A week or so later I went back to the downloads folder and added all the files to my iTunes (total count: 11,273 as of last night), and I had to listen to a few of them, natch. I gave Beatallica a whirl (virtual whirl?) and it turned out to be Beatles and Metallica mash-ups. But performed with real instruments, not mixed like mash-ups usually are. It's like Metallica covering Beatles songs, but sort of melding together the lyrics. Or a Beatles cover band playing in the style of Metallica. In fact, upon first listen, I wondered if I'd stumbled upon some rare Metallica recordings, the singer sounds that much like James Hetfield, and the renditions are that Metallica-like. It's really quite astonishing.

Doing a little research, I discovered that Beatallica is a real band, they've been described as something of an Internet sensation, and that their popular website has just been shut down by Sony's heavy-handed lawyers, who approached Beatallica's ISP and webmaster with a fistful of cease-and-desists.

As if the music community or the fans needed another reason to hate the music industry, the overzealous stiff collars at Sony, which owns the rights to a lot of the Beatles catalog, are either to stupid or greedy (or both) to comprehend that parody and satire, not to mention cover versions of songs, are protected under the U.S. Constitution. This has been tested many times in the past by lawyers, and the Supreme Court has always upheld the right of one band to cover another band's material, not to mention the right for artists to skewer other artists with parody.

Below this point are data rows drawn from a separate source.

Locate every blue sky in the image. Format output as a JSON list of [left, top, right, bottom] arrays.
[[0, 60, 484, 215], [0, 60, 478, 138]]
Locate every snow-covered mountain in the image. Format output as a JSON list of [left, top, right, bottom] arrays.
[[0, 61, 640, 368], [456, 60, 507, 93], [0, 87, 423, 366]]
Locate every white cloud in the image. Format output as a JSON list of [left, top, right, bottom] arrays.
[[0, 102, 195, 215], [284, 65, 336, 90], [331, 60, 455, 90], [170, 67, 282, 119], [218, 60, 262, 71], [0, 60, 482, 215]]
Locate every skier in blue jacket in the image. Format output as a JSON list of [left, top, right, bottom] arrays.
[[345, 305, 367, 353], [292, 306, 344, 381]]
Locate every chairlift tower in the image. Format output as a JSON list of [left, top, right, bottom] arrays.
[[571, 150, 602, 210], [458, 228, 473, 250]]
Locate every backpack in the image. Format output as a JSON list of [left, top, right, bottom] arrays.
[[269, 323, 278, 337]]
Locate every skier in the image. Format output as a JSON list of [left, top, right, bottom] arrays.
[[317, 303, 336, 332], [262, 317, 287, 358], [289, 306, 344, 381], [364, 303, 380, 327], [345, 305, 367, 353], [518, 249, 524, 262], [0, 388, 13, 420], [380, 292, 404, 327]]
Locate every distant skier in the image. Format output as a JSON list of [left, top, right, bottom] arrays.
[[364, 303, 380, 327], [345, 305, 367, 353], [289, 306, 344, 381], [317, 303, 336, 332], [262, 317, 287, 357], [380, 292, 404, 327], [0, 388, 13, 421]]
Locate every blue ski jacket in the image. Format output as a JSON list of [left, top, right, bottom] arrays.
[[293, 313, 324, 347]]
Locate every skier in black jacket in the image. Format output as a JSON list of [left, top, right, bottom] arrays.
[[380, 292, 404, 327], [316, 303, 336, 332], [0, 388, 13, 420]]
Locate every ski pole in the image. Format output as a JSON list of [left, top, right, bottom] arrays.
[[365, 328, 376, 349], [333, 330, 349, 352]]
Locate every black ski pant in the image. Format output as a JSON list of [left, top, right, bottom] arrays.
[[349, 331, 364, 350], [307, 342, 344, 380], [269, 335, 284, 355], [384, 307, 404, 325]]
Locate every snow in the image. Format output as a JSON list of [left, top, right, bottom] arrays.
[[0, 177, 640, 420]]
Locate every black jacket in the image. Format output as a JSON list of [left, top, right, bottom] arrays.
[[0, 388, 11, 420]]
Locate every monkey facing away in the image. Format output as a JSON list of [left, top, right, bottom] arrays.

Anyway, the music's actually exceptionally good, the lyrics are smart and funny, and the latest buzz is that Lars Ulrich contacted Beatallica to say he supports them and would talk to Sony about the whole uproar. Learn more about the Beatallica in these interviews, here and here.

Meantime, if you're a fan of artists' rights and that Constitution thing, please use the online petition to tell Sony to drop dead.